Lille : Un gros aimant à 12 millions qui permet de scruter le cœur des atomes

Infiniment petit C’est à Lille, dans les locaux du CNRS, qu’est installé l’un des 7 spectromètres à résonance magnétique nucléaire de 1.200 MHz du monde. Un appareil hors du commun aux multiples applications

Mikaël Libert
Le spectromètre RMN 1.200 MHz du CNRS de Lille.
Le spectromètre RMN 1.200 MHz du CNRS de Lille. — M.Libert / 20 Minutes
  • Le CNRS de Lille vient d’inaugurer son spectromètre à résonance magnétique nucléaire de 1.200 MHz.
  • C’est le seul en France et l’un des 7 en service dans le monde.
  • L’appareil sera utilisé dans l’étude des matériaux ou de la biologie pour des applications médicales ou industrielles.

Percer les secrets de la matière. La plupart des gens s’extasient lorsqu’on leur offre un beau vélo, un bijou ou une PS5. Les scientifiques du CNRS et de l’université de Lille, eux, sont comme des gosses devant un gros aimant. Bon, il faut avouer que ce n’est pas n’importe quel aimant et que leur nouveau joujou, le spectromètre RMN 1.200 MHz, ils l’attendaient depuis plus de dix ans. C’est gros, cher et compliqué, certes, mais les applications devraient apporter de significatives avancées dans de nombreux domaines tels que la santé ou la connaissance des matériaux.

Restons à notre place, il n’est pas question ici de se lancer dans des explications hautement scientifiques sur le fonctionnement du spectromètre à résonance magnétique nucléaire (RMN) inauguré officiellement, mercredi, sur le campus de l’Université de Lille, à Villeneuve d’Ascq. Pour faire simple, cela fonctionne sur le même principe qu’un IRM, appareil notamment utilisé en médecine. Les noyaux d’atomes composant l’échantillon disposé dans l’appareil tournent autour d’un champ magnétique très intense généré par un gros aimant. Le RMN mesure la fréquence de rotation de ces noyaux, permettant de caractériser l’environnement des atomes et de déterminer la structure de la molécule qu’ils composent.

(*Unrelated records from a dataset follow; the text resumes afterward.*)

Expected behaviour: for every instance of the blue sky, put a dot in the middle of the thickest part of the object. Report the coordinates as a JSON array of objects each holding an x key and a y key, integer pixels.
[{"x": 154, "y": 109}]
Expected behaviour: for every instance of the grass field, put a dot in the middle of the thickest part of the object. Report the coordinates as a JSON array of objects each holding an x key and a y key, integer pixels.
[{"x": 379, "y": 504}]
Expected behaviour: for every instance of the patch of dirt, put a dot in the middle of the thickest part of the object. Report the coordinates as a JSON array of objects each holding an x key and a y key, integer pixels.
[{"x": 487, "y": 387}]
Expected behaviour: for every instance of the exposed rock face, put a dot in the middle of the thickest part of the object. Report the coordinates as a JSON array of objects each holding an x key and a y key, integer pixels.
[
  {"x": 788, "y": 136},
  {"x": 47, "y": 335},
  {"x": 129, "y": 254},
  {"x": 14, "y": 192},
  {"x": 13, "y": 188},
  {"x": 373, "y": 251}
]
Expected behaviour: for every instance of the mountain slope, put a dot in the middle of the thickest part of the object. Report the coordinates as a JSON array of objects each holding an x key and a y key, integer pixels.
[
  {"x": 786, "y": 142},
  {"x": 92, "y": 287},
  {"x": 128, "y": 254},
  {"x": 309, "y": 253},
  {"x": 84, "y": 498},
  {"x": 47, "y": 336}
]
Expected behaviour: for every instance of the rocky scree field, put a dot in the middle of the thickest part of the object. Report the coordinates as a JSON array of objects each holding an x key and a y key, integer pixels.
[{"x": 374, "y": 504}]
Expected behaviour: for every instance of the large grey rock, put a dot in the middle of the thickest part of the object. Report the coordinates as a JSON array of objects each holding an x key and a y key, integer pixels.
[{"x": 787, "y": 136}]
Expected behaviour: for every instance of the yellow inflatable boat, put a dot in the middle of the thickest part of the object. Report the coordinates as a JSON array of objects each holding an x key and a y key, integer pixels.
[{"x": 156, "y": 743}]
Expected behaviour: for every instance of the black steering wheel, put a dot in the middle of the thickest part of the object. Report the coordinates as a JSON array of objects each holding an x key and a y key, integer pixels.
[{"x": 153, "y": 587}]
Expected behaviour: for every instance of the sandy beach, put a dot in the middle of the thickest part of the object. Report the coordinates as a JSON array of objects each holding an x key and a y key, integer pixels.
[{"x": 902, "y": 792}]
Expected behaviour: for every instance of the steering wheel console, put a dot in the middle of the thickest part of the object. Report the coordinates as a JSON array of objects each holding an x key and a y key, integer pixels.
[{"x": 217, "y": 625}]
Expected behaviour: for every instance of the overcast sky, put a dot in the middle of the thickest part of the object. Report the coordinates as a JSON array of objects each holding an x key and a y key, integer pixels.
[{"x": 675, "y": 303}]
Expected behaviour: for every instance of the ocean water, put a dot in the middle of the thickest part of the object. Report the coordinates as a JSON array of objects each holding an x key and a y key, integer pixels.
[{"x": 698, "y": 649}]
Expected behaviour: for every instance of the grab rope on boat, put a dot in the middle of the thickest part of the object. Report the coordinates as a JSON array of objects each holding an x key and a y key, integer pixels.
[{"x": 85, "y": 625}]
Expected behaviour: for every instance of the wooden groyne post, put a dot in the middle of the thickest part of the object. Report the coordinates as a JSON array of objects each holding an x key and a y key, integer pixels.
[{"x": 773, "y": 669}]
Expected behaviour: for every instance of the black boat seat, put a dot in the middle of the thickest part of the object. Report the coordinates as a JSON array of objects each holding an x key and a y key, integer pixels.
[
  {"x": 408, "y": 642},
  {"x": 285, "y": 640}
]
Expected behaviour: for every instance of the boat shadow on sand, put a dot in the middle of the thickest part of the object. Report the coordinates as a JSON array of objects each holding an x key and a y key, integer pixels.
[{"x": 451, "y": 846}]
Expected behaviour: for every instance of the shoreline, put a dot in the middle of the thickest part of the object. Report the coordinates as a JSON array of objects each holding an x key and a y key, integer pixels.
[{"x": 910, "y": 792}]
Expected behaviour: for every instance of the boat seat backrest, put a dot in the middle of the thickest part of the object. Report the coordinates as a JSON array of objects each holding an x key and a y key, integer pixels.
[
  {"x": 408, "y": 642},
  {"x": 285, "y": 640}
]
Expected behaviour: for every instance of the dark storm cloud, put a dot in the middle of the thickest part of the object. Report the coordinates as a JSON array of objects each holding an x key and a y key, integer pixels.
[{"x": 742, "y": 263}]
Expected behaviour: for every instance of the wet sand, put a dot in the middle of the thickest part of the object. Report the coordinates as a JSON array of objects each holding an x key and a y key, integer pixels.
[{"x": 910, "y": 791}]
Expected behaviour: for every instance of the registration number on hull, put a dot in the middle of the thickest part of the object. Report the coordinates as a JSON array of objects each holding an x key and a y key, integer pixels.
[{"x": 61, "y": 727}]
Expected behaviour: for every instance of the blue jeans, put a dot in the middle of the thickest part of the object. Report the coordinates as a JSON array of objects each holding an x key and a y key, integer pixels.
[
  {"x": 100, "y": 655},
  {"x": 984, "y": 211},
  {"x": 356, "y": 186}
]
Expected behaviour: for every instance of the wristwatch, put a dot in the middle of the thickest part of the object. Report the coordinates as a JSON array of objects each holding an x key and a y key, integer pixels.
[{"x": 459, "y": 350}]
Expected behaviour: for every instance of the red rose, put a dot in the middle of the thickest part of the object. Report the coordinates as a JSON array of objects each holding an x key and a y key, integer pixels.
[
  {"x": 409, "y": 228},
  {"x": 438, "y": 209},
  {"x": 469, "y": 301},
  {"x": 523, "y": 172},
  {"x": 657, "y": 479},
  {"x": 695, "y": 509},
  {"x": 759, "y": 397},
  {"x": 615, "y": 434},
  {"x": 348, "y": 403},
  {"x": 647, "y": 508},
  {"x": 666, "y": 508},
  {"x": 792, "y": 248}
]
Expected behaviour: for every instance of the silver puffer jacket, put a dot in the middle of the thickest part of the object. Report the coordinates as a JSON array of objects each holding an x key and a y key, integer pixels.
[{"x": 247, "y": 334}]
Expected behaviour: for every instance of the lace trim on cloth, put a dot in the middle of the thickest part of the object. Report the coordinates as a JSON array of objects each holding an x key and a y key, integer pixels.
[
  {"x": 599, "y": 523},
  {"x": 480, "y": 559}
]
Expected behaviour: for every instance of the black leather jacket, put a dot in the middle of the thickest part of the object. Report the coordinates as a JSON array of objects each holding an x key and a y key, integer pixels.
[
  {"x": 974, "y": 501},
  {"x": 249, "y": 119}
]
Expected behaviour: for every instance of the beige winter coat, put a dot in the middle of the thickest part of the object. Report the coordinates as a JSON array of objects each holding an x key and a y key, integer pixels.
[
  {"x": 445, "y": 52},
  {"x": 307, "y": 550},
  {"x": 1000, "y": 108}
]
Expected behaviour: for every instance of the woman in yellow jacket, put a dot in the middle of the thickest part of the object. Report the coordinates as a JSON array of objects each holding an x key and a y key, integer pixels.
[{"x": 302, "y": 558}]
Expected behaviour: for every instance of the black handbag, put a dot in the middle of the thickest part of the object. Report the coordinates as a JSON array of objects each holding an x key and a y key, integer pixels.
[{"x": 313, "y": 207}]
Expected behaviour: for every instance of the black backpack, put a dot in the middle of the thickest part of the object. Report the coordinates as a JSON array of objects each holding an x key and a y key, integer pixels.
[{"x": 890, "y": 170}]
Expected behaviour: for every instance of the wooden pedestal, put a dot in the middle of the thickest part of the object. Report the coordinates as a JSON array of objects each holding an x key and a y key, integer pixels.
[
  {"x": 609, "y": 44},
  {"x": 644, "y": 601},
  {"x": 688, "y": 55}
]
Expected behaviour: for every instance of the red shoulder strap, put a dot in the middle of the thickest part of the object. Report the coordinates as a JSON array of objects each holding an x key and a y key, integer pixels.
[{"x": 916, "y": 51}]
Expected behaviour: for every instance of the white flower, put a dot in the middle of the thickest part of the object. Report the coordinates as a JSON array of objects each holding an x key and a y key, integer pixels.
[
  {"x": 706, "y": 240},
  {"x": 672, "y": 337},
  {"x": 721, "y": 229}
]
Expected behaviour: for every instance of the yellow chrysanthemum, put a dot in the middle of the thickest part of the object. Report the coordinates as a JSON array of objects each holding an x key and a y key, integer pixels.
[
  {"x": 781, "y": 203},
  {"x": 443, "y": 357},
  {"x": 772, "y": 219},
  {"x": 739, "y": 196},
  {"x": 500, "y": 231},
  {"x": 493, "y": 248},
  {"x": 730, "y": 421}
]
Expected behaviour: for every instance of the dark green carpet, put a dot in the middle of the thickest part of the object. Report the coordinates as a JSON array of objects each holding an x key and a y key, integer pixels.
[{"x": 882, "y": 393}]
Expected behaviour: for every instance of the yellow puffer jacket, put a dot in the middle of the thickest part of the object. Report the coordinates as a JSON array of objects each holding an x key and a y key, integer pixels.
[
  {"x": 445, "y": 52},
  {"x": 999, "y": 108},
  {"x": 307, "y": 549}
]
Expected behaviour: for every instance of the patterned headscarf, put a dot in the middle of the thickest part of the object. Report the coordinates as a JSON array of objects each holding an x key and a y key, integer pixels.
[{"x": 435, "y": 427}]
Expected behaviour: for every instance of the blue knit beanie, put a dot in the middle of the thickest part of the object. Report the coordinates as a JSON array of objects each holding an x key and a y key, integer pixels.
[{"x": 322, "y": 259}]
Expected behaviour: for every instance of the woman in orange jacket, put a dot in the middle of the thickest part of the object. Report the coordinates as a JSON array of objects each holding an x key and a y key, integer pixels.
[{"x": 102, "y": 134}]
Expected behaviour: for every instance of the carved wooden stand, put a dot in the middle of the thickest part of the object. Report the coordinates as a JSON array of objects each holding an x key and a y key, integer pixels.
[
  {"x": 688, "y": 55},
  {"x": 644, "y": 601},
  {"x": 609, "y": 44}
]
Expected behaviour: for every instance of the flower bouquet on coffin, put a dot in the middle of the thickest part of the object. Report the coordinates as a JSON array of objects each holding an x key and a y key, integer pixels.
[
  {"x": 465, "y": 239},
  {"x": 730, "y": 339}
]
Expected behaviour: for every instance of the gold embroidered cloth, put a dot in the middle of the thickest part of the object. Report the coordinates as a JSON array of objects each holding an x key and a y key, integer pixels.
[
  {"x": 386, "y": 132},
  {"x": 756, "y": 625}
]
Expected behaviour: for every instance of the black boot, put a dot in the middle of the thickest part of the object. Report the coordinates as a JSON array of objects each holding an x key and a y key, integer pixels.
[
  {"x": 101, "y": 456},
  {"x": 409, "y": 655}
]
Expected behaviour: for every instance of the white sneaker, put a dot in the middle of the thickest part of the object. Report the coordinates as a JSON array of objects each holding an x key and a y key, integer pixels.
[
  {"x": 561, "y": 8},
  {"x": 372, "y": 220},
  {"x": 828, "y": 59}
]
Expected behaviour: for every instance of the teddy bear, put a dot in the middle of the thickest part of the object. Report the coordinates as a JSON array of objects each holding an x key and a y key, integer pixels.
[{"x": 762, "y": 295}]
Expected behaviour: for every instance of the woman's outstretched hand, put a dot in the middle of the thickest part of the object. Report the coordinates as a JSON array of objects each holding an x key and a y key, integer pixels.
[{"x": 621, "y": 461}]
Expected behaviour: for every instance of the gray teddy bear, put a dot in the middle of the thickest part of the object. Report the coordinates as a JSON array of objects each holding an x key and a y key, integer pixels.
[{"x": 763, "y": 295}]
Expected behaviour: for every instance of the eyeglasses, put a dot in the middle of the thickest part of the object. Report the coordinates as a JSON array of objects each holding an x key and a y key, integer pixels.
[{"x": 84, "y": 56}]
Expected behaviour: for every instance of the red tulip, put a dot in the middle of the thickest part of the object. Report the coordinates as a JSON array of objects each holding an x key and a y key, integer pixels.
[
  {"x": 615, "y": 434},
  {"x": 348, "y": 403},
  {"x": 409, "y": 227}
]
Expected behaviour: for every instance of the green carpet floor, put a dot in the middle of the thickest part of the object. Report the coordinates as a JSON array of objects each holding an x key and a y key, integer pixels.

Fouiller les matières inertes ou biologiques

Ce qui change par rapport aux RMN puis puissants ? « Avec son champ magnétique 600.000 fois supérieur à celui de la terre, l’appareil permet d’étudier des matériaux de plus en plus complexes dans des quantités de plus en plus faibles », explique Olivier Lafon, responsable scientifique du projet RMN 1.200. « Grâce à sa résolution très élevée, nous aurons désormais des certitudes quand il fallait parfois nous contenter d’hypothèses », ajoute Dominique Massiot, président du conseil scientifique d’Infranalytics, la Fédération de recherche du CNRS.


Le pupitre de commande du spectromètre RMN 1.200 MHz du CNRS de Lille.
Le pupitre de commande du spectromètre RMN 1.200 MHz du CNRS de Lille. - M.Libert / 20 Minutes

Mais concrètement, ces dix ans de développement et ces millions d’euros d’investissement vont-ils changer votre vie ? « Observer de manière plus précise l’environnement des atomes dans les matériaux ou dans les molécules biologiques devra nous permettre de proposer des solutions à diverses problématiques environnementales, énergétiques ou de santé », insiste Olivier Lafon. Dans le domaine des matériaux, par exemple, développer des plastiques biodégradables, des matériaux pour batteries et panneaux solaires. Dans le domaine de la santé, avancer dans le traitement de maladies liées à l’âge, comme alzheimer, les maladies chroniques et les infections bactériennes ou virales. L’équipement sera aussi ouvert aux industriels, moyennant finances, parce qu’il faut bien rentabiliser cette grosse bête qui consomme tout de même 2.500 litres d’hélium par an.